- Date: April 26–May 2
- Edition: 3rd
- Category: Grand Prix
- Draw: 32S / 16D
- Prize money: $75,000
- Surface: Hard / outdoor
- Location: Oldsmar, Florida, U.S.
- Venue: East Lake Woodlands Golf and Racquet Club
- Attendance: 23,108

Champions

Singles
- Brian Gottfried

Doubles
- Tim Gullikson / Tom Gullikson
- ← 1981 · Tampa Open · 1983 →

= 1982 Robinson's Tennis Open =

The 1982 Robinson's Tennis Open, also known as the Tampa Open, was a men's tennis tournament played on outdoor hard courts at the East Lake Woodlands Golf and Racquet Club in Oldsmar, Florida in the United States that was part of the 1982 Grand Prix circuit.
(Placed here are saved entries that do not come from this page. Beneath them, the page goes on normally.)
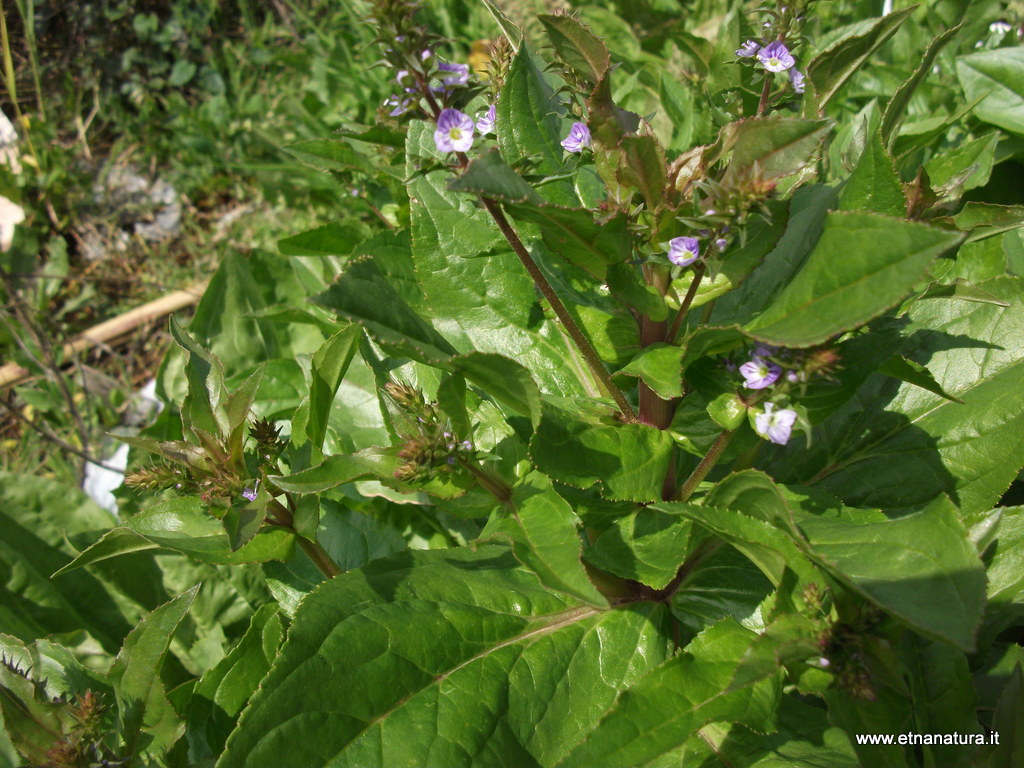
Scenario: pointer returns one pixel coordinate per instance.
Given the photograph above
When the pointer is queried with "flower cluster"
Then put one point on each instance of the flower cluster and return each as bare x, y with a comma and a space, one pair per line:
429, 448
773, 57
579, 138
775, 371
It was the third edition of the tournament and took place from April 26 through May 2, 1982. Fourth-seeded Brian Gottfried won the singles title and earned $15,000 first-prize money.

==Finals==
===Singles===
USA Brian Gottfried defeated USA Mike Estep 6–7^{(6–8)}, 6–2, 6–4
- It was Gottfried's 1st singles title of the year and the 23rd of his career.

===Doubles===
USA Tim Gullikson / USA Tom Gullikson defeated USA Brian Gottfried / USA Hank Pfister 6–2, 6–3
- It was Tim Gullikson's 1st doubles title of the year and the 8th of his career. It was Tom Gullikson's 2nd doubles title of the year and the 10th of his career.